The AWS outage was focused on US-East-1, a service region based in Northern Virginia which houses the largest concentration of Amazon data center infrastructure. The problems began at around 12:30 p.m. Eastern, when users began to experience problems accessing AWS services. Approximately 5 hours later, at 5:47 p.m., AWS reported that it had “mitigated the underlying issue” and services were beginning to be restored.

“The root cause of this issue is an impairment of several network devices in the US-EAST-1 Region,” AWS said on its status page. As of 7:30 pm Eastern, AWS said the network devices issues had been resolved, and it was “now working towards recovery of any impaired services.”

Large-scale IT service outages can be expensive. A 2021 survey from The Uptime Institute found that data center outages cost companies an average of $100,000 per incident, with about a third of respondents citing costs of $1 million or more.

The stakes could be even higher for Amazon Web Services, which is the largest cloud computing platform. AWS had revenue of $16.4 billion in the third quarter of 2021, which works out to about $7.4 million per hour. Although cloud workloads running outside the US-East-1 region apparently were unaffected, an outage lasting more than six hours in the largest cloud region would add up quickly – although such “losses” at service providers are often accounted for through customer credits.

Why Networks Are So Important

The rise of cloud computing underscores the importance of networks and how they are configured. Networking and software issues are surpassing power outages as the most common causes of data center downtime, according to 2021 outage data from Uptime Institute. This trend reflects the growing role of cloud computing and SaaS (software as a service) applications, which often use architectures that can route around physical failures of electrical components like UPS systems, transfer switches and generators.

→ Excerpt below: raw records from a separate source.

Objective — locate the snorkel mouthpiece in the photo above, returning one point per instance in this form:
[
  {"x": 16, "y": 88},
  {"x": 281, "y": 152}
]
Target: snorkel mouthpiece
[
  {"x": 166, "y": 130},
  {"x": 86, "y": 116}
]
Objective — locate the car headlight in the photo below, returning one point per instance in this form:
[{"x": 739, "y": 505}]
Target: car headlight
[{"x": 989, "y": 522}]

When Amazon Web Services experiences reliability problems, they often involve US -East-1, which is not surprising because it is the largest AWS region and also the oldest, as Amazon has had data centers in Virginia since 2004. AWS has spent $35 billion on its cloud computing infrastructure in Northern Virginia over the past 10 years, and operates about 50 data centers in the region. It’s the largest single concentration of corporate data centers on earth, positioned near a strategic Internet intersection in Ashburn, which serves as a global crossroads for data traffic.

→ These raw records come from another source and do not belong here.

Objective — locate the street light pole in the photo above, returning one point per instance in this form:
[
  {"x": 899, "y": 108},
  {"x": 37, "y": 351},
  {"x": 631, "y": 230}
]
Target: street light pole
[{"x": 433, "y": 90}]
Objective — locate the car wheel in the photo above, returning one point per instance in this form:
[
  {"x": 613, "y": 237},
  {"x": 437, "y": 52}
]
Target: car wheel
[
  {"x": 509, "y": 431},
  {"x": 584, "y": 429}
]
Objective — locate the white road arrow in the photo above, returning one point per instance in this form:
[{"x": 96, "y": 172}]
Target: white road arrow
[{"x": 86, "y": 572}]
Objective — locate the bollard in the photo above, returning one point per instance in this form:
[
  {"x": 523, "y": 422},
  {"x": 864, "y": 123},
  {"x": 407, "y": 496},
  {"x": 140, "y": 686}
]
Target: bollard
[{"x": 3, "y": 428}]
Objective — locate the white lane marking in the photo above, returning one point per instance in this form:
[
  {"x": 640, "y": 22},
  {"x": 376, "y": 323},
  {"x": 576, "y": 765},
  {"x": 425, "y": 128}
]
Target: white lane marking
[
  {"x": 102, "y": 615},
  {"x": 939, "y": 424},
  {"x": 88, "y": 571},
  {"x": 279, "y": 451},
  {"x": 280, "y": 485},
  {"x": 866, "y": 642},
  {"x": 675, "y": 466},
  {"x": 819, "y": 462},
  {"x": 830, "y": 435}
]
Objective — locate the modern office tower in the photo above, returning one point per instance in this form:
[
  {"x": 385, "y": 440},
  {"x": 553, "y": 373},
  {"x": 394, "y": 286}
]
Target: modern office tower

Network problems are complicated by the highly-automated nature of cloud platforms. These data traffic flows are designed to be large and fast and work without human intervention – which makes them hard to tame when humans intervene. Some of the largest outages impacting cloud platforms and social networks have been tied to network problems. Some examples:

On October 5, a configuration error broke Facebook’s connection to a key network backbone, disconnecting all of its data centers from the Internet and leaving its DNS servers unreachable, the company said.
A lengthy 2019 Google outage was caused by unusual network congestion in its operations in the Eastern U.S. In an incident report, Google said that YouTube measured a 10 percent drop in global views during the incident, while Google Cloud Storage measured a 30 percent reduction in traffic.

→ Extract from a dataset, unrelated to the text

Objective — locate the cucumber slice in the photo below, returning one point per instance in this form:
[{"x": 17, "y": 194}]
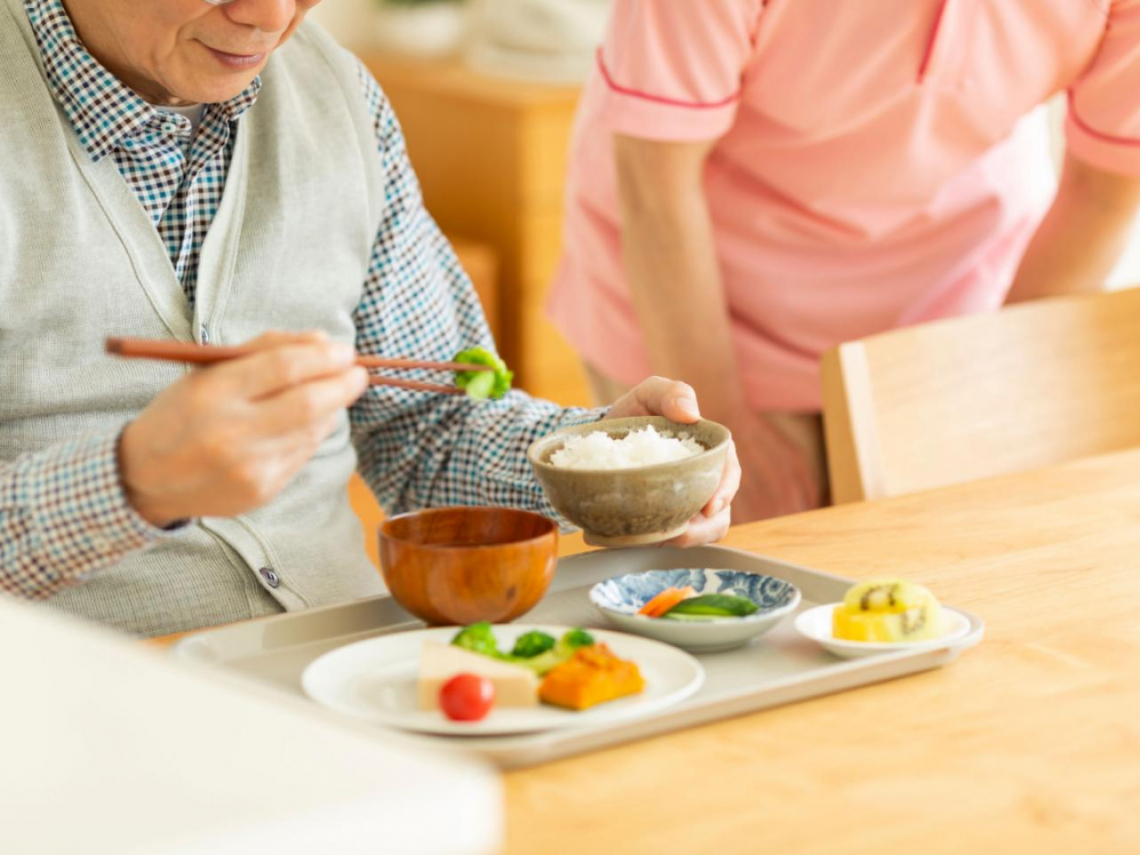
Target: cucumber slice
[{"x": 724, "y": 605}]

Resiliency is Still A Challenge

At DCF we have often noted how cloud computing is bringing change to how companies approach uptime, introducing architectures that create resiliency using software and network connectivity (See “Rethinking Redundancy”). This strategy, pioneered by cloud providers, is creating new ways of designing applications. Data center uptime has historically been achieved through layers of redundant electrical infrastructure, including uninterruptible power supply (UPS) systems and emergency backup generators.

Cloud providers like Google have been leaders in creating failover scenarios that shift workloads across data centers, spreading applications and backup systems across multiple data centers, and using sophisticated software to detect outages and redirect data traffic to route around hardware failures and utility power outages.

Amazon Web Services has been a pioneer in this effort by popularizing the use of availability zones (AZs), clusters of data centers within a region that allow customers to run instances of an application in several isolated locations to avoid a single point of failure. These architectures enable sophisticated approaches to failover and backup of applications. But even a distributed uptime plan can break down if the network fails, breaking the flow of data across cloud infrastructure.

As often happens with AWS downtime, the incident prompted some to wonder about whether cloud computing has reached a scale where the downtime equation is shifting.

“A multi-day full outage of us-east-1 will have an observable effect on the world economy,” tweeted Corey Quinn, Chief Cloud Economist at The Duckbill Group. “That is not an exaggeration.

“I don’t think AWS has done anything wrong here,” Quinn tweeted. “This is the natural end result of their success at massive scale.”